Many merchants use Google PageSpeed or similar tools to evaluate their performance. Shopify also recently launched a built-in tool allowing one to get a performance score.

While focusing on performance is essential (everyone loves fast websites), the truth is that the theme is always never the reason for slow performance here. All our themes are being developed with performance in mind: we are using small, compact, and optimized code.

Despite this, your store performance may suffer over time. Here are various pieces of advice that you should absolutely follow if you want your performance to stay good.

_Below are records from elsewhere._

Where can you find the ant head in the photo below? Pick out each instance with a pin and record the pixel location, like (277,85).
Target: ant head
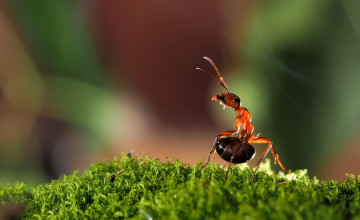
(227,99)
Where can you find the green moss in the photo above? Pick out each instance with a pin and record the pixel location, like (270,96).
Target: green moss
(145,188)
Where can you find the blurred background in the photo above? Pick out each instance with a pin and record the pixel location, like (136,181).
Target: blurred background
(82,81)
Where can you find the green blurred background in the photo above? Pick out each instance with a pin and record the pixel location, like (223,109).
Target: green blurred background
(82,81)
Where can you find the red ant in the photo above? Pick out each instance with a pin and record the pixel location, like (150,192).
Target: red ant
(237,149)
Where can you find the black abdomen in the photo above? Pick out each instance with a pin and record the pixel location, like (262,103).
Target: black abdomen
(226,147)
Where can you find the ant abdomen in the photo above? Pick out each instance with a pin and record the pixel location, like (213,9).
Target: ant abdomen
(228,147)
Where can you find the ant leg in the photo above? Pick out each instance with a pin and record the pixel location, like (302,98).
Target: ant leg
(227,172)
(213,152)
(231,132)
(261,140)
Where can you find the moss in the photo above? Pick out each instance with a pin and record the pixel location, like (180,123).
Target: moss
(145,188)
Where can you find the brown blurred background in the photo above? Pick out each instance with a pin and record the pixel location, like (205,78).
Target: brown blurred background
(82,81)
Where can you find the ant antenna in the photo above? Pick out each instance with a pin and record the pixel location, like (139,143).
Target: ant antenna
(221,81)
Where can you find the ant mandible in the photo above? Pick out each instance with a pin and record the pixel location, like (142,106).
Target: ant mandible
(237,149)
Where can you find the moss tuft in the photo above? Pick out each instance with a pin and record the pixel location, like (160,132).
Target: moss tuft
(145,188)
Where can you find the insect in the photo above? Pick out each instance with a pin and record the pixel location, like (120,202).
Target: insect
(234,146)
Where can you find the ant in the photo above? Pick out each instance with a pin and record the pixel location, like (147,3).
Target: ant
(234,146)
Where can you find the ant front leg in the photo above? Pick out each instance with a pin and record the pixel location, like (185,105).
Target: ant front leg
(213,152)
(261,140)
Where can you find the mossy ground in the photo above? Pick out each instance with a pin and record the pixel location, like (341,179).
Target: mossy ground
(147,189)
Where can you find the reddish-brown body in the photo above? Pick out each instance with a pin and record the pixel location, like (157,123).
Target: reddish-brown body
(237,141)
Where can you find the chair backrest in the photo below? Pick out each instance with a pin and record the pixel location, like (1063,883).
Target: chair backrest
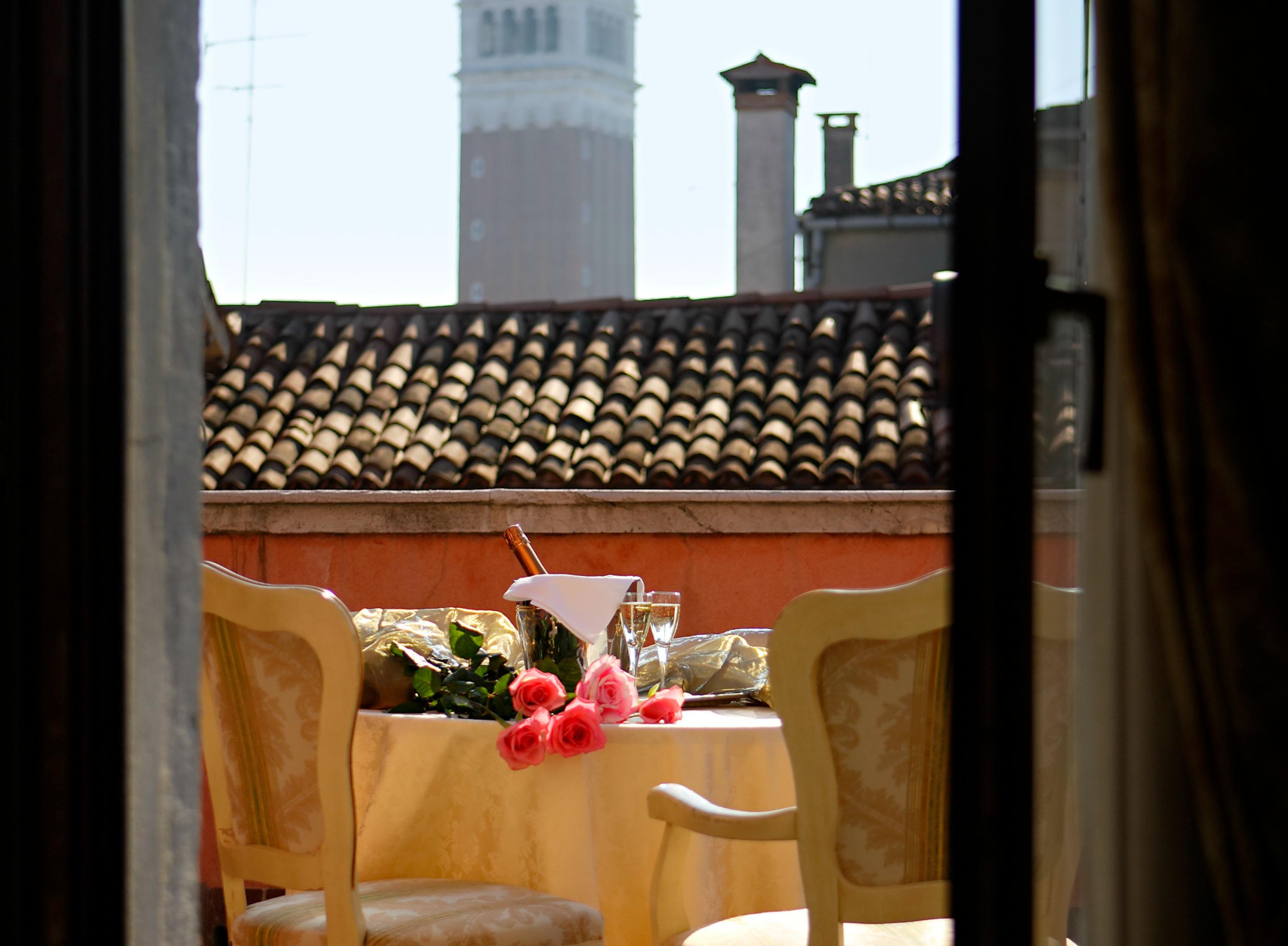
(280,690)
(861,682)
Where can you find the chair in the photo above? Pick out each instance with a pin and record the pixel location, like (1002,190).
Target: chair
(870,765)
(281,680)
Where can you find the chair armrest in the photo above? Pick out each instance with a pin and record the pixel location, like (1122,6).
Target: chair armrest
(683,807)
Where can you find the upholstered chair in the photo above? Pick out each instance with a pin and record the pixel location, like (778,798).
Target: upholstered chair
(281,681)
(861,684)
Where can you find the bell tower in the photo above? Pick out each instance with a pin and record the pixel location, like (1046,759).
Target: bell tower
(548,158)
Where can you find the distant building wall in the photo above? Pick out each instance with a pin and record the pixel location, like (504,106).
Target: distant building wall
(880,257)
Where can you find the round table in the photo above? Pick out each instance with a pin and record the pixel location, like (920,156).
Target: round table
(434,800)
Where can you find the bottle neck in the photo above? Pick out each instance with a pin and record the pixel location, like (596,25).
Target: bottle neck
(523,551)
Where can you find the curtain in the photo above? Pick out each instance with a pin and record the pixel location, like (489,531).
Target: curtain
(1191,186)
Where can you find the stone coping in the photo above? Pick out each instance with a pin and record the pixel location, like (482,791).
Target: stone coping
(588,512)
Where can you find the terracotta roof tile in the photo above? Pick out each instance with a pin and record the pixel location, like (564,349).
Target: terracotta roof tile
(793,392)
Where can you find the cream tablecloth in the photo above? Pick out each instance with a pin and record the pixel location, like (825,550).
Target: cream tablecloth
(434,800)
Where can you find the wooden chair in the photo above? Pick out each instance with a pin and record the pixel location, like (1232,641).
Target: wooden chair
(281,680)
(870,763)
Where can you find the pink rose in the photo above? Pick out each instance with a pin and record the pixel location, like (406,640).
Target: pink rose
(576,730)
(534,690)
(611,689)
(523,744)
(665,707)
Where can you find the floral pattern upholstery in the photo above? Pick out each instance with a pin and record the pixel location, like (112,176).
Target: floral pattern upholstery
(791,928)
(428,913)
(267,689)
(885,704)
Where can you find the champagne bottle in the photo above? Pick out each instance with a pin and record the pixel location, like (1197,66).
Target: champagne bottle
(522,550)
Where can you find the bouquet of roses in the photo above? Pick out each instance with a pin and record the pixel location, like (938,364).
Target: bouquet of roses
(572,724)
(549,716)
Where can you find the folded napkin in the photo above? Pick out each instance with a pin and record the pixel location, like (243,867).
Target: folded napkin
(584,604)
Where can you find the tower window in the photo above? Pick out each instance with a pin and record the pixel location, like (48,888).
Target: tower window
(594,33)
(530,30)
(605,37)
(552,29)
(509,33)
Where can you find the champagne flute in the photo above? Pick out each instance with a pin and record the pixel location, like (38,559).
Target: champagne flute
(664,619)
(633,617)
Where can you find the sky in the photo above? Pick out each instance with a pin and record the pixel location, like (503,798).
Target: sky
(356,122)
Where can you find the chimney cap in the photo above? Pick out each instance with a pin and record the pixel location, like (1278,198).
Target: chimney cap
(766,69)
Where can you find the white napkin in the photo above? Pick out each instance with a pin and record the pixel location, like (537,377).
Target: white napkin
(584,604)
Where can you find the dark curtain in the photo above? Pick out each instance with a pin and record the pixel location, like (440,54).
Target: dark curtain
(1191,102)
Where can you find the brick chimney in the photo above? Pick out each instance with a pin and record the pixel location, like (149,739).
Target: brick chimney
(764,96)
(838,149)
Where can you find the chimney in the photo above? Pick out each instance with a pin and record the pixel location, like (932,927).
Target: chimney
(838,150)
(764,96)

  • Always optimize your images. We can't emphasize enough on this! So many people are uploading very heavy images. Images are, 99% of the time, the only performance issue you should care about. To do that, ensure you optimize your images before uploading them to Shopify (you can use this tool for JPG images or this one for PNG images). If you already have a lot of images uploaded to your store, you could try an app such as Crush Pics.
  • Be careful with large images: it may be tempting to upload extremely large images (like 3000 px wide or bigger) to have the best quality possible. However, the larger the image is, the more time it will take to load. For instance, instead of a 3000px wide image for your slideshow, try uploading a 2000px image instead. If the quality is acceptable for you, it is probably a good trade-off to do. Remember that most customers will not zoom into most of your images.
  • Remove apps that you do not use or are not essential: apps are fantastic. They can bring many exciting features to your store in no time. However, many apps add their code (JavaScript, CSS...) which can hurt the performance. We highly recommend you do an audit regularly of all your apps and remove the ones you do not use.
  • Limit the number of apps: as a rule of thumb, not having more than three apps installed that are affecting the storefront is a good target. You can, of course, have more apps (some apps that do not impact your storefront have no impact on performance; for instance, apps like financing apps).
  • Whenever you uninstall an app, make sure to reach the app developers to ask if there are extra cleanup processes. Apps, even if you uninstalled them, will often have leftover code (known as "dead code") that, over time, can accumulate and affect the performance.
  • Some Shopify features directly impact performance. For instance, the "dynamic checkout button," which allows your customers to buy in one click from the product page, impacts the performance. You may consider trying to disable this feature.
  • Be responsible in how you structure your pages: while the perspective of featuring a large number of products on the home page, with tons of sections, may seem appealing, this does not come free: the more content you add, the more time it takes for Shopify to generate your page, and the slower your performance is. Aiming for 4-6 sections on your home page is a good trade-off/
  • If not required, try to avoid the "Map" section. This section uses the Google Map API and, while convenient and widely used by everyone; it is very performance intensive (they require a lot of scripts to be loaded to do the work). You could, for instance, move your maps to a content page instead of the home page, where the performance is not critical.
  • Try to limit the number of videos that you are using. Using many videos is tempting, but videos always come at a cost. Showing one video is ok, but uploading too many may affect performance. If possible, you should avoid using video on long page (such as video) as it may impact the performance of already heavy pages.
  • Finally, do not spend too much time on that: as long as you follow all the previous advice, you should not spend too much time trying to increase your score. There are a lot of external factors on Shopify that you cannot control. Because of the exact nature of e-commerce, you cannot have a super lightweight store (nobody will buy your products if you do not show images, videos, and rich content...). Performance is always a trade-off; it is important, but if it feels fast, it is likely fast enough, and you should not spend much more time on this.